Family Medicine Certification
The American Board of Family Medicine (ABFM) certification process provides an avenue for family physicians to demonstrate their current competency, commitment to high quality care, and professionalism to their patients, the public, and colleagues. Patients highly value knowing their physician is board-certified.
Family Medicine Certification (FMC) is a credential beyond state licensure. It is a continuous voluntary process emphasizing the importance of ongoing participation in activities that evaluate professionalism, self-assessment and lifelong learning, cognitive expertise, and performance improvement, with a goal of maintaining clinical excellence that benefits both the physician and their patients.
Continuous Certification Process
- To maintain certification, you will need to complete all requirements of the Continuous Certification Process.
- This process is divided into continuous 3-year stages, with an examination every 10 years.
- Within each stage, there are minimum requirements for Knowledge Self-Assessment and Performance Improvement activities, as well as total points and CME credits.
- Every 10 years, you may choose to either take the one-day examination or participate in the alternative Family Medicine Certification Longitudinal Assessment (FMCLA) method for demonstrating cognitive expertise.
- Additionally, you must always remain in compliance with ABFM Guidelines for Professionalism, Licensure, and Personal Conduct.
ABFM recommends that you participate in at least one certification activity per year to say current with your certification. However, because that’s not always possible, there is flexibility built into the process and the required activities may be completed at any time during each three-year stage.
Knowledge Self Assessments
To help family physician members of MAFP earn ABFM certification points, our philanthropic arm, Family Medicine Foundation of Michigan, hosts Knowledge Self-Assessment (KSA) study groups throughout the year. KSAs are focused on evaluating and enhancing your knowledge base in a particular topic area common to family medicine.
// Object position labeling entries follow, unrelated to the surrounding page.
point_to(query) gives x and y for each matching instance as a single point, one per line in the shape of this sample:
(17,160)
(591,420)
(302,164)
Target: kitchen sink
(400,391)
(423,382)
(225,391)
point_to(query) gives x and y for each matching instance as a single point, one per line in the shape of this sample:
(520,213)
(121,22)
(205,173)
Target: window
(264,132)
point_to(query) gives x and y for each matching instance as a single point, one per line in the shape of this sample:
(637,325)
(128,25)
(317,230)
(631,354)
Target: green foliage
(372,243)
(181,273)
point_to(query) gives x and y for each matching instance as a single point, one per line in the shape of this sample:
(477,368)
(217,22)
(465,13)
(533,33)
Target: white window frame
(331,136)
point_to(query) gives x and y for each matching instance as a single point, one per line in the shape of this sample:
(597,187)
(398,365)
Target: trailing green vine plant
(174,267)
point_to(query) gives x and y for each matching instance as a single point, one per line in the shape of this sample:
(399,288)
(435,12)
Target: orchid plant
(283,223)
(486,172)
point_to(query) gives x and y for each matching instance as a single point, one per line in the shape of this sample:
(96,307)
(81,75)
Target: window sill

Interested in serving as a KSA facilitator/moderator for MAFP / Family Medicine Foundation of Michigan?
Email MAFP Meeting Planner Denna Bunting at [email protected].
Maintenance of Certification - Michigan Law
In December 2018, the Michigan legislature passed and the governor signed a two-bill package into law (Public Act 486 and 487) that prohibits specialty certification as a requirement for family physicians, internists, and pediatricians earning or renewing medical licensure in Michigan. It also prohibits insurers from withholding reimbursement based solely on specialty board certification. However, should a physician seek an expedited license to practice in multiple states through the Interstate Medical Licensure Compact, which Michigan entered into through legislation passed and signed into law in December 2018 (Public Acts 563 and 524), the physician would be required to maintain specialty board certiciation.